While we're on the subject of Elizabeth Warren, I had my own experience with Native Americans in the summer of 1974. I had quit my summer job washing dishes in Glacier National Park and was hitch-hiking from Montana to California. In retrospect it was an incredibly stupid and dangerous thing to do, but I was only 20, so had youth as an excuse. (I've done plenty of dumb things since without that excuse.)
A car with four Blackfoot Indians in it stopped for me in Libby, Montana. I was apprehensive, but didn't want to offend them by not getting in.
The first question they asked me was what tribe I was. (See picture under "About Me" at right.) It occurred to me to lie, but I realized that being caught in a lie would be worse than the truth, so I explained that I was half Anglo, half Japanese.
(I actually come from two high IQ races -- Scottish and Japanese -- it's just that I look like an Injun.
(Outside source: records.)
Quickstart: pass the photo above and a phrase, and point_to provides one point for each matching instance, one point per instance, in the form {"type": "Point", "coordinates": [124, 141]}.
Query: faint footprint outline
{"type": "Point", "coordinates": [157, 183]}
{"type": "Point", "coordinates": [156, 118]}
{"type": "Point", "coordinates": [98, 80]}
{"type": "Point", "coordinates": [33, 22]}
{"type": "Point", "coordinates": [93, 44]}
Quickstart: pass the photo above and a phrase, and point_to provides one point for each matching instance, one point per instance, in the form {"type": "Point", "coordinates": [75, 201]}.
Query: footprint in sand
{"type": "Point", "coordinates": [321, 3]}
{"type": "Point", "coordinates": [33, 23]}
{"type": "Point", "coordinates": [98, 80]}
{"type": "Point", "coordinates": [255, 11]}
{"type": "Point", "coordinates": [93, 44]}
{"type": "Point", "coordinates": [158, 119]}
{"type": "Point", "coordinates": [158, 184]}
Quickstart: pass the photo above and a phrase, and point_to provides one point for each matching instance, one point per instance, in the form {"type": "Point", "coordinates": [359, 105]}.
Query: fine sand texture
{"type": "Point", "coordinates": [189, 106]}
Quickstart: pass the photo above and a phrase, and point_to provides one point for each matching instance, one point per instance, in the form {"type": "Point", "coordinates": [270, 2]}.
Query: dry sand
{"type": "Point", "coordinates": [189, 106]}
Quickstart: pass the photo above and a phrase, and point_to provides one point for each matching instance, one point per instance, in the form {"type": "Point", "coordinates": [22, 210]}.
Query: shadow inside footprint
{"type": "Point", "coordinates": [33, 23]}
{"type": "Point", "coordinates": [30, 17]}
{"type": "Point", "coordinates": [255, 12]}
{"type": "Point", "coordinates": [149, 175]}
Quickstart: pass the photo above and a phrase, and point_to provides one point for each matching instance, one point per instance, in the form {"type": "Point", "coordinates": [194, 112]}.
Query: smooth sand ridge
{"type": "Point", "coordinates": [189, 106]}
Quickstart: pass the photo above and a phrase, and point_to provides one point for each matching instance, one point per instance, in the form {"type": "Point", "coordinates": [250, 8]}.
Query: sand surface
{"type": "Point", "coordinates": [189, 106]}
That wasn't how I phrased it to them, however.)
The car was in bad shape; the front seat was propped up by a short log. The Indians themselves were in worse shape. They had obviously already been drinking, and just during the time I was in the car the driver alone swigged an entire bottle of gin (!) and three beers.
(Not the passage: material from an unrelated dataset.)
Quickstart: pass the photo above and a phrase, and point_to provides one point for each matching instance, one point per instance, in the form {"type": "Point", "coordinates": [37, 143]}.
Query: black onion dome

After a while the fellow sitting next to me in the back seat told me he was going to scalp me. He didn't entirely sound as if he meant it, and given his state of inebriation, didn't seem to represent that much of a threat. And at age twenty, I was far more confident about that sort of thing than I should have been. But the driver's drinking terrified me.
The strange thing was, his drinking actually didn't seem to have that much effect on his driving, as far as I could tell.
They finally let me off in Sandpoint, Idaho, about fifty miles up the road. I thanked them for the ride.
To this day I wonder what would have happened if I had told them I was part Sioux, or some other tribe. I'll never know, since I don't have Elizabeth Warren's brazen nerve.